According to the Kaiser Health Foundation, the number of Medicare beneficiaries with HIV has tripled since the 1990s, rising from 42,520 in 1997 to 150,000 in 2017. Approximately 25 percent of people with HIV receiving care get their health-insurance through Medicare.
Medicare spending for HIV also has increased and the program is now the single largest source of federal financing for HIV care and treatment. Most people with HIV on Medicare are under age 65 and qualify because of HIV-related disability.
The majority of Medicare beneficiaries with HIV are dually eligible for both Medicare and Medicaid and receive low-income subsidies under Part D. Medicare recipients with HIV are younger — under 65 — disproportionately male (74 percent vs. 45 percent), black (43 percent vs. 10 percent) and dually eligible for Medicare and Medicaid (69 percent vs. 21 percent) than other Medicare recipients.

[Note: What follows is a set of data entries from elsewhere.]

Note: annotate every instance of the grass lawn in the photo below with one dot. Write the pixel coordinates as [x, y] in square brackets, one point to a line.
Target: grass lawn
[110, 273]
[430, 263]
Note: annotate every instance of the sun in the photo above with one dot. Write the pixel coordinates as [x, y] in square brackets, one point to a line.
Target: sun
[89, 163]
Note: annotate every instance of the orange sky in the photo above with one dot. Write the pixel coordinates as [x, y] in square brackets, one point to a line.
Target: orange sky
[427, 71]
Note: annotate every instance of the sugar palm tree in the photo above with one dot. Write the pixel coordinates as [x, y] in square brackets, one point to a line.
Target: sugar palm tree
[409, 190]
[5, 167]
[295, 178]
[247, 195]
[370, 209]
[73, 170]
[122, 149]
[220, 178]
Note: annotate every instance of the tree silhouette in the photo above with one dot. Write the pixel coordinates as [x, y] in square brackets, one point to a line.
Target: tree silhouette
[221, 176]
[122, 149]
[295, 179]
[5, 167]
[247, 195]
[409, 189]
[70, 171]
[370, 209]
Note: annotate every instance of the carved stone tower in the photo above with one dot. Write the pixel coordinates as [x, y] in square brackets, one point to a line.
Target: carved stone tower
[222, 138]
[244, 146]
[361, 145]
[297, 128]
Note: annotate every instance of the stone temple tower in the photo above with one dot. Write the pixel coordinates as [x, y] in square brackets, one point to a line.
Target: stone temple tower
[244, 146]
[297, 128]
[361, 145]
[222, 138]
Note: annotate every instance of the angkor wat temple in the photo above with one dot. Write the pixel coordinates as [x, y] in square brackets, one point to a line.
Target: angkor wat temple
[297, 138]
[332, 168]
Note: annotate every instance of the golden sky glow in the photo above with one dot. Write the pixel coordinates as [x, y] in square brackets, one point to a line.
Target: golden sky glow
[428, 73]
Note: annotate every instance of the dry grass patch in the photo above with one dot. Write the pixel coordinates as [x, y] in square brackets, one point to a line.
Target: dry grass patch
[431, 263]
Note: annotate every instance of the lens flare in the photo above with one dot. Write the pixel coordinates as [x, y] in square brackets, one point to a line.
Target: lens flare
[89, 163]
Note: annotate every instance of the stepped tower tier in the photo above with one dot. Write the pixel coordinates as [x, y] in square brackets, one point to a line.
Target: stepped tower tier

They also have higher rates of certain co-morbidities. For example, 21 percent of HIV-positive beneficiaries are co-infected with viral hepatitis (types A-E) compared to 1 percent of the overall Medicare population, while 34 percent have depression compared to 17 percent of the overall Medicare population.
All of these factors mean the proposed changes to Medicare Part D could not only harm people with HIV, but also contribute to new infections, as the best treatments for HIV lower the viral load and make the disease less transmissible.